Deploy to IIS from Web Hosting Store?

I’m having trouble with certificate deployment to a website from the Web Hosting store.

I have my certificate setup, and the process works flawlessly using the “Auto” deployment method to the Default Web Site in IIS. However, I’m wanting to deploy the certificate from the Web Hosting store instead of the Personal store.

I tried adding a deployment task to copy it to the Web Hosting store, but I think that process happens after the tool deploys the certificate to the default web site.

I just can’t figure out the flow of events I’d need to do to update the bindings and use the copy that is in the Web Hosting store. Anyone have any tips, or know how I can do this from the Certify tool?

You are correct, we do offer a Web Hosting store deployment via the Certificate Store but our automated binding etc is not aware of that and just uses the copy in the My/Personal certificate store.

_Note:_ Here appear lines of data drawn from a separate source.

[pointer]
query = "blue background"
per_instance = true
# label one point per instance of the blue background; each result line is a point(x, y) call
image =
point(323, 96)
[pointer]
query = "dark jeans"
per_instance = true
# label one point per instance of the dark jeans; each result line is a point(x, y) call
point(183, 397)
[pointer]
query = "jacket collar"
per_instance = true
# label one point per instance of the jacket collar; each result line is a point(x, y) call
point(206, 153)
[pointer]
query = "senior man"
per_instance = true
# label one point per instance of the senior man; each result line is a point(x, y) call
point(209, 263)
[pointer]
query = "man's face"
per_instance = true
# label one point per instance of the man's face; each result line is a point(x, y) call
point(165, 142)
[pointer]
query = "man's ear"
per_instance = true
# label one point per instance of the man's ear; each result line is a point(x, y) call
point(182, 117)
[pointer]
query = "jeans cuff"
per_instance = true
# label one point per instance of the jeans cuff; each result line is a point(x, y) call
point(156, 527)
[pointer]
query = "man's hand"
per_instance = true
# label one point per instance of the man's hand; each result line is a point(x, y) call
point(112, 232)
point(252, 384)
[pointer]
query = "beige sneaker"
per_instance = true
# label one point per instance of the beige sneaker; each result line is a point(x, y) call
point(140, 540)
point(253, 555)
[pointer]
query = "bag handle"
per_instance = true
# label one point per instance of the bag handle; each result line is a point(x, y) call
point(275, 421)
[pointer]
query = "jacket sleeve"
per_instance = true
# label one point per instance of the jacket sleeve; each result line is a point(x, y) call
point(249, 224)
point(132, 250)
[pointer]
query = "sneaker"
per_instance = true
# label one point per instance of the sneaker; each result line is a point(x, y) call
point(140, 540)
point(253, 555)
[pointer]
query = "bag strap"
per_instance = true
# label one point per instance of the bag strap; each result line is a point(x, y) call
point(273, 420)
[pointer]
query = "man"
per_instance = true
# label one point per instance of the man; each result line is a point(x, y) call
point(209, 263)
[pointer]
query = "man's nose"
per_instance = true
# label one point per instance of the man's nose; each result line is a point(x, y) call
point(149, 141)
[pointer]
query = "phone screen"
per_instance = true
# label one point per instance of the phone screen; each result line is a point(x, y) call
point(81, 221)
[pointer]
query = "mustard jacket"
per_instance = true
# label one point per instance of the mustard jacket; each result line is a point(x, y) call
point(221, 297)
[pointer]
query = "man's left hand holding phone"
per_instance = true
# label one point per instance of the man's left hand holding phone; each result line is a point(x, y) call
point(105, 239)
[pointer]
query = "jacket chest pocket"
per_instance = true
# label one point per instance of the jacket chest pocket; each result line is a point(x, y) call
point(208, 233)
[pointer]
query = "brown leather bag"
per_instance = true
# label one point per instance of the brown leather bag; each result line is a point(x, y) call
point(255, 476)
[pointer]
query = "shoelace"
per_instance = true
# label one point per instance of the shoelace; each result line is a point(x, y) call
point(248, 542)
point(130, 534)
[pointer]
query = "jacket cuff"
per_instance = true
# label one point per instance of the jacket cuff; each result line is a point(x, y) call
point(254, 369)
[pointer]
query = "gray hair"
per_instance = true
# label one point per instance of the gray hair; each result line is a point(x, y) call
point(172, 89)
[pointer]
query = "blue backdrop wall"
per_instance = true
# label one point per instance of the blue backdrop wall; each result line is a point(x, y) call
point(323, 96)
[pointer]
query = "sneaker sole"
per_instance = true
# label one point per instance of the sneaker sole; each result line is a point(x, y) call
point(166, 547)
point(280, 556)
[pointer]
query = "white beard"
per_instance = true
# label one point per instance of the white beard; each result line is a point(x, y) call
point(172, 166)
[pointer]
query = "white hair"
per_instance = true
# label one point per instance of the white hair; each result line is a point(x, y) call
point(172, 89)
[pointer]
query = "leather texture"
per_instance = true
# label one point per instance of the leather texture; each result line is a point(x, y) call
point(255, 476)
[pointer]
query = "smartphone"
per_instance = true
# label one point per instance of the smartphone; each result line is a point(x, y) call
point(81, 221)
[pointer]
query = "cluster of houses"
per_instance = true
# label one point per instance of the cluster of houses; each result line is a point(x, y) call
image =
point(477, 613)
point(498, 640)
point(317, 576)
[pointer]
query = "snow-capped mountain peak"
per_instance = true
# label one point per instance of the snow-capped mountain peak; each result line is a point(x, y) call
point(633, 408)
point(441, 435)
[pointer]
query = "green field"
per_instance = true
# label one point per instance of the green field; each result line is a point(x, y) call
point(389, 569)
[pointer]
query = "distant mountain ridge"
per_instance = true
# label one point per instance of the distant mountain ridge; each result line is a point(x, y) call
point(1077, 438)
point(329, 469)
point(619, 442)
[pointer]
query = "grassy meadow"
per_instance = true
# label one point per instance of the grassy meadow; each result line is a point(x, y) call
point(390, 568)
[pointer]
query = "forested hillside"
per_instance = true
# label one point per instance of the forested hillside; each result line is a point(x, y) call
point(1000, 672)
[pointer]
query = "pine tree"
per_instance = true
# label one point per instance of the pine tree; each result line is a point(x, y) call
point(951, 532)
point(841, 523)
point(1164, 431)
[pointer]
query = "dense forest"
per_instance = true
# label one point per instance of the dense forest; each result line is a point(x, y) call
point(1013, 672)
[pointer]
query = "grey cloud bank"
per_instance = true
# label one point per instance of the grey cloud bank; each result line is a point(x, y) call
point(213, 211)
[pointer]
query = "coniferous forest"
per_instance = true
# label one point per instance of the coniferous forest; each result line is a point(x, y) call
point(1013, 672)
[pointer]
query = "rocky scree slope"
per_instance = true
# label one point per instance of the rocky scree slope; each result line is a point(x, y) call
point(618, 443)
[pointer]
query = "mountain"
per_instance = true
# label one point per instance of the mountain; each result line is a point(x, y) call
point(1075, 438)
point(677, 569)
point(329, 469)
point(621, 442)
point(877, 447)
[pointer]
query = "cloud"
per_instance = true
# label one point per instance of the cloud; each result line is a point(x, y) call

Early on we looked at the difference between the stores in terms of .net support and the reasons for using them. Other than ill defined performance reasons mentioned in passing on the Microsoft website and ‘it sounds like the right place to put web certificates’, we didn’t actually find any concrete reason to support Web Hosting.

Around the time of introducing Deployment Tasks we did consider the possibility of giving everyone a default Certificate Store task and Deploy to IIS task, where they could configure specifics, instead of having the Auto deployment (which is a little opaque) but that hasn’t really happened so far.

So enabling it has just never been frequently requested. If you require it then it would be great to understand why, so we can prioritize support for that.

Hi webprofustion, thanks for that great insight. I’m working with a new software package that requests that the certificate be in the Web Hosting store. Having not been familiar with that store, I did some web searching and found the same lack of actual reasoning as to why it was better than the My/Personal store.

I pressed the vendor for the reasoning, and simply asked if we could use the personal store instead and they basically replied saying that I could, but would be “on my own” and that their official recommendation is to use the Web Hosting store. The site seems to work fine with it in the My/Personal store, but in order to be as compliant as I could I was going to see what I could do to get it deployed in the Web Hosting store.

As much as I’d love to see the integrated deployment tasks you mentioned, I may need to just figure out how to update the bindings using a powershell task. I tried doing some initial research on how to “update” the cert in IIS via powershell, but since I’m a little green with IIS, I was a little fearful of blindly following stackoverflow posts without understanding more on how to programatically update the certs.

Thanks, so does the software use an IIS website or does it run it’s own server that uses the certificate? Sometimes if you trace it all the way back it just that someone wrote the instructions and nobody else really knows why it says that what it says (so they can’t say otherwise).

If you are using Certify to update the IIS bindings and everything works then you are pretty much good to go, unless the software uses the certificate for something other than IIS, in which case it could still be relevant. You can use the deployment task to make sure there is a copy of the cert in the web hosting store, but it won’t (automatically) be the one used in IIS. You could script something as a deployment task to update the binding but I doubt that you really need to.

If there are public instructions for the software you could link them here and I’ll read up on it.

Sorry for the super late response, didn’t mean to ghost you there.

I got work back from the vendor that the personal store should be fine, and so far it’s been so good!

Thanks again for your thoughtful responses here :slight_smile:

No problem, the latest version actually does have the option to switch to using the Web Hosting store (under Settings), inspired by this thread and another support ticket asking the same.